"Nikt nie powinien postrzegać naszej decyzji jako nowego tempa obniżek. Trzeba myśleć o tym w kategoriach scenariusza bazowego. Co się stanie, to się stanie. W przypadku bazowym trzeba patrzeć na prognozy, gdzie cięcia postępują. Sens tego jest taki, że z czasem będziemy łagodzić politykę monetarną do bardziej neutralnego poziomu i poruszamy się w tempie, które uważamy za odpowiednie, biorąc pod uwagę rozwój gospodarki i nasz scenariusz bazowy. Gospodarka może rozwijać się w sposób, który sprawi, że będziemy postępować szybciej lub wolniej" - powiedział przewodniczący FOMC.

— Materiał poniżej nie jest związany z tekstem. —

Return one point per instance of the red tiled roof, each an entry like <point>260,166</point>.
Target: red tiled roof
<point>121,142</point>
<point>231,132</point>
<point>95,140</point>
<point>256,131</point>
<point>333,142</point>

W ocenie Powella Fed nie pozostaje w tyle ws. obniżek stóp proc.
"Powiedziałbym, że nie uważamy, że jesteśmy w tyle. Uważamy, że podjęliśmy decyzję we właściwym czasie, ale myślę, że można ten ruch potraktować jako znak naszego zobowiązania, aby nie pozostawać w tyle. Dlatego to duża zmiana" - powiedział prezes Fedu.
"Nie ma żadnych oznak, że FOMC się spieszył. Zrobiliśmy dobry, mocny start i to, szczerze mówiąc, jest oznaką naszej pewności siebie. Pewności, że inflacja spada trwale w kierunku 2 proc. To daje nam możliwość dobrego, mocnego startu. I jestem bardzo zadowolony, że tak zrobiliśmy. Dla mnie logika z punktu widzenia ekonomicznego i zarządzania ryzykiem była jasna. Jednak myślę, że będziemy ostrożnie podejmować decyzje od spotkania do spotkania" - dodał.
Prezes Fedu powiedział, że Rezerwa Federalna nie ma ustalonego kursu w polityce monetarnej i będzie podejmować decyzje od posiedzenia do posiedzenia.